You are being watched — especially when you go to the airport. But now you might be recognized, too. A company called Flight Display Systems has been demonstrating a $9,275 facial recognition device (pictured here) that can be installed inside airplane doors to check the identity of every person entering the plane, and alert staff if there is an "unauthorized" person. Basically it's just a souped-up CCTV camera, and it can be installed anywhere fairly unobtrusively.
The biggest problem? It's only 75-90% accurate. Get ready for some serious civil liberties violations.
According to Aviation International News:
See3 is based on Linus Fast Access facial-recognition software but adds Flight Display's own proprietary and expanding set of algorithms. The hardware consists of two main components–the camera and computer–both of which already have FAA parts manufacturer approval.
Placed at the entrance to the aircraft, the system elevates aircraft security by comparing the faces of those entering the airplane with a known database and alerting the crew of the entry of any unauthorized person.
See3 uses nearly 100,000 values to code a face image.
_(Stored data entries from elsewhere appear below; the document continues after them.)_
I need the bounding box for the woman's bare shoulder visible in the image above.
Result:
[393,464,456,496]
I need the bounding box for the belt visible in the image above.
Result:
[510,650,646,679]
Among the less complex of these are the obvious inter-ocular distance, distance between nose tip and eyes and the ratio of dimensions of the bounding box of the face. At this point, accuracy is between 75 and 90 percent, but Flight Display continues to add algorithms to improve on this.
So after going through two ID check points in the airport, 10-25% of people who are mis-identified as "unauthorized" are going to have to suffer the indignities of being kicked off a flight or searched or worse? Sounds like a great system.